Less familiar, but still noteworthy, are the links between New Life Church, dominionist juntas in Guatemala, and the person most responsible for popularising "Joel's Army stuff in the Assemblies; New Life itself has links to the Assemblies (via the Royal Rangers and some other groups), including members of the "dream team" selected to "de-gay" Haggard.

And apparently the Haggard scandal--much like the televangelist sex scandals of the 80's involving a number of Assemblies-linked preachers--is having some fairly major repercussions. According to television station KMGH in Denver, people have left the church in droves to the point that layoffs are occuring with nursery and pastoral staff.
The station reports:

COLORADO SPRINGS, Colo. -- The megachurch founded by evangelist Ted Haggard, who was fired over drug and sex allegations, has laid off 44 people amid falling income.

The cuts announced during services Sunday amount to about 12 percent of the church's work force, associate pastor Rob Brendle said.

The 14,000-member church had experienced 22 years of attendance and financial growth, Brendle said. That ended after Haggard was fired in November after a Denver man alleged Haggard used methamphetamine in his presence and paid him for sex. Haggard has acknowledged "sexual immorality." He also stepped down as president of the National Association of Evangelicals.

Brendle estimated that church income has fallen 10 percent since the scandal, forcing layoffs including pastoral staff, support staff and nursery workers.

"The reality is, we ask our people to be faithful stewards of their money and living within their means. We have to do the same," Brendle said.

Ross Parsley, the church's interim senior pastor, said some positions will be consolidated, and volunteers could replace some paid staff.

Financial documents provided to The Gazette showed overall church revenue rose from $14.4 million in 2003 to $24.4 million in 2005, while expenditures rose from $13.3 million in 2003 to $23.4 million in 2005.

Figures for 2006, including the time after Haggard's departure, were not yet available.

A drop of ten percent in income is nothing to sneeze at--this is a sign that people may well be starting to walk away from the group (or at least are no longer giving money to support them) after 22 years of almost exponential growth. Don't be surprised to start seeing reports from walkaways from New Life, either--in fact, the televangelist scandals were some of the incidents that inspired one of the first rounds of "second-gen walkaways" from the Assemblies and other coercive groups. (The televangelist scandals also helped to hobble the dominionists politically, at least for a brief time before they regrouped.)

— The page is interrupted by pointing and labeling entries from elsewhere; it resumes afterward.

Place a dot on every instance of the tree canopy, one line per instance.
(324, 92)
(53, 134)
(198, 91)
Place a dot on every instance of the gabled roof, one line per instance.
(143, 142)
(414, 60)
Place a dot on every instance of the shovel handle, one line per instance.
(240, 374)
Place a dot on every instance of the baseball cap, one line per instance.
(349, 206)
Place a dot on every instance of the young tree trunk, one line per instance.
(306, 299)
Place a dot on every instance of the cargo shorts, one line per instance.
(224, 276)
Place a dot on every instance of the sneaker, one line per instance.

I will also be surprised if there aren't more walkaways in future--in fact, a Denver Post article indicates the church may be in the beginnings of a purge, with several members of the staff being identified as "struggling with unrelated sin issues" (generally this is code-speak for staff beginning to question the dogma of the church). Reportedly none of those identified were laid off, but I would not be surprised if some of those folks eventually come out against the group.

Further indications of a possible walking-away in progress are documented in the Colorado Springs Gazette, where the layoffs are attributed to both dropoffs in donations and "overstaffing"--the latter is in fact a rather strong indication that the church may actually be *losing* members, or at least certainly not gaining any new ones. (The same article also notes that fully a third of the income raised by the church went to salaries of pastors--all of which were above $50,000/yr, and most of which were in the triple digits. There also may be some very interesting cooking of the books going on--per the report from the Gazette, funds raised were $14.4 million in 2003 to $24.4 million in 2005--with expenditures being $13.3 million in 2003 to $23.4 million in 2005 (meaning every year, the church managed to earn a million dollars in profit). Based on this, the fact they are having to lay off workers is especially telling.)